Poster: Scaling Up Deep Neural Network optimization for Edge Inference†

Deep neural networks (DNNs) have been increasingly deployed on and integrated with edge devices, such as mobile phones, drones, robots and wearables. To run DNN inference directly on edge devices (a.k.a. edge inference) with a satisfactory performance, optimizing the DNN design (e.g., network architecture and quantization policy) is crucial. While state-of-the-art DNN designs have leveraged performance predictors to speed up the optimization process, they are device-specific (i.e., each predictor for only one target device) and hence cannot scale well in the presence of extremely diverse edge devices.

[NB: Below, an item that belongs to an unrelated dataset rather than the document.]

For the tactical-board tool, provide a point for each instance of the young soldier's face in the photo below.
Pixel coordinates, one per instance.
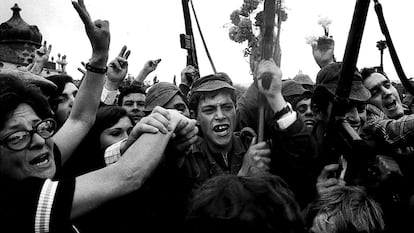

Moreover, even with performance predictors, the optimizer (e.g., search-based optimization) can still be time-consuming when optimizing DNNs for many different devices. In this work, we propose two approaches to scaling up DNN optimization. In the first approach, we reuse the performance predictors built on a proxy device, and leverage the performance monotonicity to scale up the DNN optimization without re-building performance predictors for each different device. In the second approach, we build scalable performance predictors that can estimate the resulting performance (e.g., inference accuracy/latency/energy) given a DNN-device pair, and use a neural network-based automated optimizer that takes both device features and optimization parameters as input and then directly outputs the optimal DNN design without going through a lengthy optimization process for each individual device.

[1]  Jingtong Hu,et al.  On Neural Architecture Search for Resource-Constrained Hardware Platforms , 2019, ArXiv.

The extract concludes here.